Both mechanisms are valid. In fact we tried both of them in two of our products. Each of them comes with their pros and cons.
Assumption: Main server serves the Web UI.
Lets have the two servers named main.com
and remote.com
.
The main factors that you need to consider are:
Cross-Origin Resource Sharing (CORS): The most straightforward way to check whether this is a big issue is whether you need to support IE <= 9. Legacy IE does not support XHR2 so AJAX file upload is not possible. There are popular fallbacks (e.g. iframe transport) but each comes with their own problems.

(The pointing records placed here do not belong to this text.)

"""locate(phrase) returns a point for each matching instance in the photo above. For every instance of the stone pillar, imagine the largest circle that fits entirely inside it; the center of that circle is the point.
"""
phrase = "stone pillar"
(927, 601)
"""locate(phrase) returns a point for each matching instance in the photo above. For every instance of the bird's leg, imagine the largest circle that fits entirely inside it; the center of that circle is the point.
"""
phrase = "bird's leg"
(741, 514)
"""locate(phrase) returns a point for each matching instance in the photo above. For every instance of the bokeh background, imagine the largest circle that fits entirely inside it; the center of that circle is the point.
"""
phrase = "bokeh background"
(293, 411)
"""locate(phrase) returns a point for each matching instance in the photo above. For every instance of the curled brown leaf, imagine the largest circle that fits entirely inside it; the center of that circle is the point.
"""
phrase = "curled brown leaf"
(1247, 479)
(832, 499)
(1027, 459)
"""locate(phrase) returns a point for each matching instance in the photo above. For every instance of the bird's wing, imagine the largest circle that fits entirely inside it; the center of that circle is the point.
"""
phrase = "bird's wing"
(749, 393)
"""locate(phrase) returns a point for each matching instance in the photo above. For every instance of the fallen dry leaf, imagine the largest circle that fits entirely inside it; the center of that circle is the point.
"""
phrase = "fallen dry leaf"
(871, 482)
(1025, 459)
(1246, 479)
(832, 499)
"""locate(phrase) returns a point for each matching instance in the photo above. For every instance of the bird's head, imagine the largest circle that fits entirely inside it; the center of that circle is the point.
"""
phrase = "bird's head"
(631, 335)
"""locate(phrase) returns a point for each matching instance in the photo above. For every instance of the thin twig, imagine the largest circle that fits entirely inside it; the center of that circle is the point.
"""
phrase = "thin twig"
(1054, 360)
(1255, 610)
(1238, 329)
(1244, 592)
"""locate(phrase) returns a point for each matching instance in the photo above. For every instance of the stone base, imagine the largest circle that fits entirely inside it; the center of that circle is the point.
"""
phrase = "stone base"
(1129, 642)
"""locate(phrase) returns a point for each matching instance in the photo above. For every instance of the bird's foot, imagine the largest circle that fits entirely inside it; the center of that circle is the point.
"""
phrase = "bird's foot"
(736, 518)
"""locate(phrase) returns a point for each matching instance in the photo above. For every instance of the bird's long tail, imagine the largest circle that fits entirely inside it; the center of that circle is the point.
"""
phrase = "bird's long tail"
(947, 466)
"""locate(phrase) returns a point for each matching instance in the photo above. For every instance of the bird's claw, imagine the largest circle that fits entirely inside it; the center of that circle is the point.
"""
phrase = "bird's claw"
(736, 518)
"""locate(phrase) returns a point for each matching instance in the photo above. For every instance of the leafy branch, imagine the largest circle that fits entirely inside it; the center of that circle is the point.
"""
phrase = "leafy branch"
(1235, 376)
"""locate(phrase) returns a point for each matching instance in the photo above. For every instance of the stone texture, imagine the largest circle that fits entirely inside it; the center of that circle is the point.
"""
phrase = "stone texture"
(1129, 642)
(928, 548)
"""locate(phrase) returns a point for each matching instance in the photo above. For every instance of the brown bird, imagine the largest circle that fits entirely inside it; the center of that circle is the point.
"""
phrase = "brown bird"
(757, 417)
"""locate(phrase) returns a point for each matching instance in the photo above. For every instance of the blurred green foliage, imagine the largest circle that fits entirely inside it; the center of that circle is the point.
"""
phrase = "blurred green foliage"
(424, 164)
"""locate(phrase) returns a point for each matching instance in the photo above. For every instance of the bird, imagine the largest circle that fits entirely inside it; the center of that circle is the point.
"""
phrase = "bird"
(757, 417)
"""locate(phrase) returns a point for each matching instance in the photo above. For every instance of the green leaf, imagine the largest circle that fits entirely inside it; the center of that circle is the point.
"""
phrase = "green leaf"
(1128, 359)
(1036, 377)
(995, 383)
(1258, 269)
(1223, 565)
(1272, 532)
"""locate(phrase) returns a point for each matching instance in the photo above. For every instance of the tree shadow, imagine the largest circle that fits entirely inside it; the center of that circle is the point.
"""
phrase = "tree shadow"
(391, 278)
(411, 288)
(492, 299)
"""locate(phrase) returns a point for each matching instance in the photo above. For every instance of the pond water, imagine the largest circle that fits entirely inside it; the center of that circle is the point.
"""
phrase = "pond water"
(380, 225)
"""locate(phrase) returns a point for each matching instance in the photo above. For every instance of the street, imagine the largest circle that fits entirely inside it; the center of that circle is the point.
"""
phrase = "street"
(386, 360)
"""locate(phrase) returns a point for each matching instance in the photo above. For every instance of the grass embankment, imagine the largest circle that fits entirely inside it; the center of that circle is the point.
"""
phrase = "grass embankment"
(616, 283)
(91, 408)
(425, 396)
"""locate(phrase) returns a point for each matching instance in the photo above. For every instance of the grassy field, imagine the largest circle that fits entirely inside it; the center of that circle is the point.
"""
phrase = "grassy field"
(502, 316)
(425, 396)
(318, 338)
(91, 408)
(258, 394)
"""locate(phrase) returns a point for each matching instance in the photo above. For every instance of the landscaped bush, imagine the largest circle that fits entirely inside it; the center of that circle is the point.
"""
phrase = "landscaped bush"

Bandwidth: If file is uploaded to main.com
first then to remote.com
, then the required bandwidth is doubled. Depending whether your servers are behind load-balancers, the requirement will vary. Uploading directly to remote.com
uses bandwidth efficiently.
API response time: Unless your API is doing optimistic update, it needs to wait until the file is fully reuploaded to remote.com
before it can respond reliably. Also, this depends on the RTT between main.com
and remote.com
.
Number of API domain: This is a small issue. Web client has to specify which domain to use for which API. However it does relate to CORS issue above.
Performance: If web server is handling file upload, it might have issue with performance when the server is processing large files (or large quantities of file). It might affect other users.
Mechanisms
1. Client uploads to main.com
. main.com
re-uploads to remote.com
- CORS: No issue
- Bandwidth: Double
- Response time: Double (round trip); normal (optimistic)
- API domain: One
- Performance: Might affects web services
2. Client uploads to remote.com
. remote.com
sends info to main.com
- CORS: Have issue
- Bandwidth: Efficient
- Response time: Efficient
- API domain: Two
- Performance: No issue
3. [EXTRA] Client uploads to main.com
. main.com
streams the file to remote.com
. remote.com
sends file information back.
- CORS: No issue
- Bandwidth: Double
- Response time: Less than double (streamed)
- API domain: One
- Performance: Better than method 1 for its better memory footprint
Conclusion
Depending on your use case, you need to use different mechanism. For our case, we use method 2 (direct upload) for our legacy product because we need to support legacy browsers (IE 7, FF 3). Cross domain issues are stabbing us all the time for many different cases (e.g. when customers are behind proxies, etc.).
We use method 1 for our new product. Bandwidth and response time issues are still okay for normal cases, but when web server and remote server are deployed across continental, the performance is inferior. We have made many optimizations to make it acceptable but it is still worse than method 2.
Method 3 is used by myself in a side project. It is included here because I think it is a good candidate too.
Edit
The difference of streaming (method 3) and re-uploading (method 1) is mainly how the file is stored in main.com
. This impacts resource allocation.
For re-uploading, an uploaded 2GB file is first stored in main.com
, then re-uploaded to remote.com
. main.com
has to allocate resources to temporarily store the file (disk space, memory, CPU for IO). Also, being a serial process, the total time needed to complete the upload to remote.com
is doubled (assuming time to upload to main.com
equals to time to upload to remote.com
).
For streaming, a file being uploaded to main.com
is simultaneously uploaded to remote.com
. Since main.com
uploads a chunk of the file to remote.com
as soon as it received the chunk, the upload processes are overlapped, resulting in shorter upload time (less than double). In another words, if there is no processing needed at main.com
, main.com
is effectively a proxy to remote.com
. Also, since the file is not stored as a whole on main.com
(chunks are normally stored in memory), it does not consume that much resources than re-uploading. However, if main.com
needs to process the file as a whole, then streaming does not bring much benefits.